This version is a beta release, so the running environment is somewhat restrictive.
We are only demonstrating our running environment here, as we have not yet tested its compatibility.
We have set the CUDA version to 11.6
and the PyTorch version to 1.13.1+cu11.6
.
Three dependent package should be installed from source.
- ColossalAI (necessary): just clone it and use
pip install .
from the newest master branch. - Apex (optional): clone it, checkout to tag
22.03
, and install it. - Xformers (optional): clone it, checkout to tag
v0.0.17
, and install it.
Finally, install all packages in the requirements.txt
.
Function cuda_memory_profiling
in elixir.tracer.memory_tracer
can help you profile each kind of memory occupation during training.
It tells you the CUDA memory occupation of parameters, gradient and maximum size of activations generated during training.
Moreover, it is an efficient and fast tool which enables quickly profiling OPT-175B model on a single GPU.
You can try it by yourself with the folder activation
in the directory example
.
(I think you should have at least 16GB CUDA memory to run the OPT-175B example but that doesn't matter. Just try it first.)
See the folder profile
.
You can profile the aggregate bandwidth of GPU-CPU communications and the aggreagte velocity of Adam optimizers.

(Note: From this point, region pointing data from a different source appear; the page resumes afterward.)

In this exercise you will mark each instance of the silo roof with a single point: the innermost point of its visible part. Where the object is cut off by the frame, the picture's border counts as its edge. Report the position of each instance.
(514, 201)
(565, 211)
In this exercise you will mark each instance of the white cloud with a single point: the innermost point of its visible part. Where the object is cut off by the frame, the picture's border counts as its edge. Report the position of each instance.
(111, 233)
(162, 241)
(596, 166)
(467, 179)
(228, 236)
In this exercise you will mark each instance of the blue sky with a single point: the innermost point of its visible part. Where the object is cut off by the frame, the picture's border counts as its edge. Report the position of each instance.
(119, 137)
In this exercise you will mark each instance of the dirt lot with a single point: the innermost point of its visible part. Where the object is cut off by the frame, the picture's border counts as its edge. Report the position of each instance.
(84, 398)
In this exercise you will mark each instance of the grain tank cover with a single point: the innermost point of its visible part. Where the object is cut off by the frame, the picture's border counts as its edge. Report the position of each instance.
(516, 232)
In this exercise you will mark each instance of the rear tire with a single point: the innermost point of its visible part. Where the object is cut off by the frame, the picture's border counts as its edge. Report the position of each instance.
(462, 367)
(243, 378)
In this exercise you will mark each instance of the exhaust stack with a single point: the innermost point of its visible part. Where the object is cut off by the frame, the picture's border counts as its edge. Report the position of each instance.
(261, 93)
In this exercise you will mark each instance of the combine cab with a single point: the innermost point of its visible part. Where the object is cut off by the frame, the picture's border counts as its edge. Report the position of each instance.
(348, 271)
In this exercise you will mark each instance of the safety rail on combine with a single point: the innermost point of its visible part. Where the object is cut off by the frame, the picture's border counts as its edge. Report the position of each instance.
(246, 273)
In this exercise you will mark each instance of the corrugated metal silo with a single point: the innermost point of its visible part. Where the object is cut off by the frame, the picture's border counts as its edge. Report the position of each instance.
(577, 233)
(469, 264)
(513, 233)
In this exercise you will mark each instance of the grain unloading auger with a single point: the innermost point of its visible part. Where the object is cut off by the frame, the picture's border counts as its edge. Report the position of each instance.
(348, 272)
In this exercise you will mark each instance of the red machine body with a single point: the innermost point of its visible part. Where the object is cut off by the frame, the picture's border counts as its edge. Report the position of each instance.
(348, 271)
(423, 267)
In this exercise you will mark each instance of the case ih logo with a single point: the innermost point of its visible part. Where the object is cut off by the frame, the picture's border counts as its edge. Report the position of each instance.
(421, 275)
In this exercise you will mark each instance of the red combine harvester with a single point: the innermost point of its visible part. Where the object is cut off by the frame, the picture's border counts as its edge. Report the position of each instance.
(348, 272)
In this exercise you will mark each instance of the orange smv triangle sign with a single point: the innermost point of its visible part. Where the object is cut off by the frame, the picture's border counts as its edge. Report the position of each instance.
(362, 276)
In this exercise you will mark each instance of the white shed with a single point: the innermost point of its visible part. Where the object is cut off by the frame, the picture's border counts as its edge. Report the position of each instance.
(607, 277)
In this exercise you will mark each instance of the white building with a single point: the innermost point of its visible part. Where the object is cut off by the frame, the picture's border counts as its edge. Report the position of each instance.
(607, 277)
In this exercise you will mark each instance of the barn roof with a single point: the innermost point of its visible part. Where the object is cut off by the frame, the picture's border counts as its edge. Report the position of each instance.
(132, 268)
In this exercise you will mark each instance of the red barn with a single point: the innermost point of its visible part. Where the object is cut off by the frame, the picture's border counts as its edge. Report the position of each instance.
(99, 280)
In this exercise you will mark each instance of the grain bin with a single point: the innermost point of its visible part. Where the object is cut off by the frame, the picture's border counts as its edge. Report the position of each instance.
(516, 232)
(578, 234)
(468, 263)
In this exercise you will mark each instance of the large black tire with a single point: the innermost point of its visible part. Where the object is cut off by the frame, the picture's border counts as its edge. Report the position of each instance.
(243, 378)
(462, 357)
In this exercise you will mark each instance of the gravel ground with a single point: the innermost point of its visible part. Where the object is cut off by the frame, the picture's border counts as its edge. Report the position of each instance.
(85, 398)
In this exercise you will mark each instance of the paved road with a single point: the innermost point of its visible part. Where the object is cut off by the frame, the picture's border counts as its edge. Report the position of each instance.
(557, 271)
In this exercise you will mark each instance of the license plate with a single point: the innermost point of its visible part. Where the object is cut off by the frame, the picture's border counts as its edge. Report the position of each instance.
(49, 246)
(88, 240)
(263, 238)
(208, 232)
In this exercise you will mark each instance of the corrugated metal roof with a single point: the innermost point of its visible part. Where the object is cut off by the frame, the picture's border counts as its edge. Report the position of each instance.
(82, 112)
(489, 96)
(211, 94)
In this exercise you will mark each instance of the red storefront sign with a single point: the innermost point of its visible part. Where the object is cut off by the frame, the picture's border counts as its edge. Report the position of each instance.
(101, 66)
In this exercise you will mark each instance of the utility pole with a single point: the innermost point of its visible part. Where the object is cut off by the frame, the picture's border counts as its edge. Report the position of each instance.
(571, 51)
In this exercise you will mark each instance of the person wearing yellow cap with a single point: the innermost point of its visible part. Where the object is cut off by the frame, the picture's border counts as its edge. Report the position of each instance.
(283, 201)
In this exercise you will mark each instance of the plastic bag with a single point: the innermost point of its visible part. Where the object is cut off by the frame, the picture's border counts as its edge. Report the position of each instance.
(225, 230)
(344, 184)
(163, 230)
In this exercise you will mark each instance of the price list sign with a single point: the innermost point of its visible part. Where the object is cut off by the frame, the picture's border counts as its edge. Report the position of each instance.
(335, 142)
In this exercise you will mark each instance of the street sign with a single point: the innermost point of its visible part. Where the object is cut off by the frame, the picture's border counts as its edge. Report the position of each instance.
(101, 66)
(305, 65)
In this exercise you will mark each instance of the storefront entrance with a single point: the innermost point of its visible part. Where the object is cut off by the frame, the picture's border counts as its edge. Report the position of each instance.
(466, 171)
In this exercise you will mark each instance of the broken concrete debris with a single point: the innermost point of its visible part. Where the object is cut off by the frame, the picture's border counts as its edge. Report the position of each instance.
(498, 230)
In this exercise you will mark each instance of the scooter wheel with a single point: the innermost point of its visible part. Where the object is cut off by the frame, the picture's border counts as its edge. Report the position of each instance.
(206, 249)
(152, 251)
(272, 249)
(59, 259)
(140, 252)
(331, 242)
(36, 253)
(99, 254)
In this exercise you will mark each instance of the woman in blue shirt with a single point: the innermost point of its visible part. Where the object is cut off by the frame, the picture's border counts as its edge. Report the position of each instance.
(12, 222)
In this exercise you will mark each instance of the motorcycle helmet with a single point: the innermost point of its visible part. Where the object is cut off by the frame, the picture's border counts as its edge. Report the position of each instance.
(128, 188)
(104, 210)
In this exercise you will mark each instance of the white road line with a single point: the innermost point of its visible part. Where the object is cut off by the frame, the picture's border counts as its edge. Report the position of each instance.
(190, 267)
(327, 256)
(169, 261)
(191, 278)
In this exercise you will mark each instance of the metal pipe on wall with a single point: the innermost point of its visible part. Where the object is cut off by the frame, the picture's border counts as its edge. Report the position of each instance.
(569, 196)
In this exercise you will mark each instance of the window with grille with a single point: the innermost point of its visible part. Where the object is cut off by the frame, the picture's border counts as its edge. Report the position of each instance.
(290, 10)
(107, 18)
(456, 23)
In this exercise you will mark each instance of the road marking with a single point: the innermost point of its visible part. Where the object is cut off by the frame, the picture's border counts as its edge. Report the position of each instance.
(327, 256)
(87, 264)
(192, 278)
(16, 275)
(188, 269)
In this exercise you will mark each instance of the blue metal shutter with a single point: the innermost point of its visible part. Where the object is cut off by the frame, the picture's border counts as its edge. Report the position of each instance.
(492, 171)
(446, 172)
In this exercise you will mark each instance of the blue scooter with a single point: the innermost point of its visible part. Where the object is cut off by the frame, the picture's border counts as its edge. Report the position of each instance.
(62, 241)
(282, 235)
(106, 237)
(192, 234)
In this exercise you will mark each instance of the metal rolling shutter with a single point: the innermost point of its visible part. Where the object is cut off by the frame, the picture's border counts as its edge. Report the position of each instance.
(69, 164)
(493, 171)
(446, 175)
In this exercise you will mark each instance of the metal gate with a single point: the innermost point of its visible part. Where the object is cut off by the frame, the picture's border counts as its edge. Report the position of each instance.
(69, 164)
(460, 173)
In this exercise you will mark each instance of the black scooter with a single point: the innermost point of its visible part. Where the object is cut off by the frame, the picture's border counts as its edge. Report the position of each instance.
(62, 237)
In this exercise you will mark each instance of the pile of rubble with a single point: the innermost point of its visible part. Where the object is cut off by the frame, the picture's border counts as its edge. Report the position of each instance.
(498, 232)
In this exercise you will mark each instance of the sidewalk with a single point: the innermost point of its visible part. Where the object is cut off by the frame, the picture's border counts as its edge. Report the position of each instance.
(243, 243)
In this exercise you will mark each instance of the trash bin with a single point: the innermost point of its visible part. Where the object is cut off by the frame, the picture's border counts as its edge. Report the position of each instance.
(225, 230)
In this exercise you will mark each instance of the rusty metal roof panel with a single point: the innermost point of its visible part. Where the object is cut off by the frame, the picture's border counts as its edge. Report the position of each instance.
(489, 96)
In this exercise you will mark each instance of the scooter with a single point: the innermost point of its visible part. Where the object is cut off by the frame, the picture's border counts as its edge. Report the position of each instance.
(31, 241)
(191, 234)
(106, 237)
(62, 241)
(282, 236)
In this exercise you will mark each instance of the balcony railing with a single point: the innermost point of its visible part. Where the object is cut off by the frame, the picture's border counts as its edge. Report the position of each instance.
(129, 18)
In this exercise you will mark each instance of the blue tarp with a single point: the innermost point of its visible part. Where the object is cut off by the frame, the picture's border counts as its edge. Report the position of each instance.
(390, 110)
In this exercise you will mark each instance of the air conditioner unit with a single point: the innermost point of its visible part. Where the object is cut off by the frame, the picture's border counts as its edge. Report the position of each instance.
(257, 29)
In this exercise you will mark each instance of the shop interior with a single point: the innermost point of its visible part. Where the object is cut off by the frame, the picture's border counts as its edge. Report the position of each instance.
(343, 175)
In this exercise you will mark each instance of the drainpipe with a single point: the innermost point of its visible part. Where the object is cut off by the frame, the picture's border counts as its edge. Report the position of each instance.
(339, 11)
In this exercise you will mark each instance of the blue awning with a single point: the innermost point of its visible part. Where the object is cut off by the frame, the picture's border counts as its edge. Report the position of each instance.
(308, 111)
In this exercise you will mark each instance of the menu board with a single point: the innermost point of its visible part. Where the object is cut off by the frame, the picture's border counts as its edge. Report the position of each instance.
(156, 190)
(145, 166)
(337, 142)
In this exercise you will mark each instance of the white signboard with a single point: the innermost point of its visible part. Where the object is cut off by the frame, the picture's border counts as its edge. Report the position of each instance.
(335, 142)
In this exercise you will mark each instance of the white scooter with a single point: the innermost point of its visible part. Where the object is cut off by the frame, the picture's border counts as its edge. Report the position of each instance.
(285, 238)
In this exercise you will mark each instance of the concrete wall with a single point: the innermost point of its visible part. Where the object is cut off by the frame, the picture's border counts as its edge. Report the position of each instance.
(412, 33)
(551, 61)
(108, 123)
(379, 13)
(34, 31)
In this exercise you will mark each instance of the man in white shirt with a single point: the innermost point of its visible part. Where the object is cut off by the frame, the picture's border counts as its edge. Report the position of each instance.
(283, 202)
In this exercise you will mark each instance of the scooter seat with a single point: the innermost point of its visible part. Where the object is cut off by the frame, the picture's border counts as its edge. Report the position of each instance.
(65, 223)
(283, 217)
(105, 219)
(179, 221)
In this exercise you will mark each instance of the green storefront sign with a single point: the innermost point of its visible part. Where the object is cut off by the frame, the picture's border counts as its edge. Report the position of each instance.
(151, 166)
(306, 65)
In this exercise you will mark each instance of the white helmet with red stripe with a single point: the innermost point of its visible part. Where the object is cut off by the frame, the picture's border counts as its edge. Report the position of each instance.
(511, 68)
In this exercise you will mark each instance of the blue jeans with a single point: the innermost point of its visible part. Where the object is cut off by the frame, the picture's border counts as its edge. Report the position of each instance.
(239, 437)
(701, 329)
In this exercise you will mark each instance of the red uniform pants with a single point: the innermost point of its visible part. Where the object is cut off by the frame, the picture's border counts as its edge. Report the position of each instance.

Here is a simple example to wrap your model and optimizer for fine-tuning.
from elixir.search import minimum_waste_search
from elixir.wrapper import ElixirModule, ElixirOptimizer
model = BertForSequenceClassification.from_pretrained('bert-base-uncased')
optimizer = torch.optim.Adam(model.parameters(), lr=1e-4, eps=1e-8)
sr = minimum_waste_search(model, world_size)
model = ElixirModule(model, sr, world_group)
optimizer = ElixirOptimizer(model, optimizer)
Here is an advanced example for performance, which is used in our benchmarkhere.
import torch
import torch.distributed as dist
from colossalai.nn.optimizer import HybridAdam
from elixir.wrapper import ElixirModule, ElixirOptimizer
# get the world communication group
global_group = dist.GroupMember.WORLD
# get the communication world size
global_size = dist.get_world_size()
# initialize the model in CPU
model = get_model(model_name)
# HybridAdam allows a part of parameters updated on CPU and a part updated on GPU
optimizer = HybridAdam(model.parameters(), lr=1e-3)
sr = optimal_search(
model,
global_size,
unified_dtype=torch.float16, # enable for FP16 training
overlap=True, # enable for overlapping communications
verbose=True, # print detailed processing information
inp=data, # proivde an example input data in dictionary format
step_fn=train_step # provide an example step function
)
model = ElixirModule(
model,
sr,
global_group,
prefetch=True, # prefetch chunks to overlap communications
dtype=torch.float16, # use AMP
use_fused_kernels=True # enable fused kernels in Apex
)
optimizer = ElixirOptimizer(
model,
optimizer,
initial_scale=64, # loss scale used in AMP
init_step=True # enable for the stability of training
)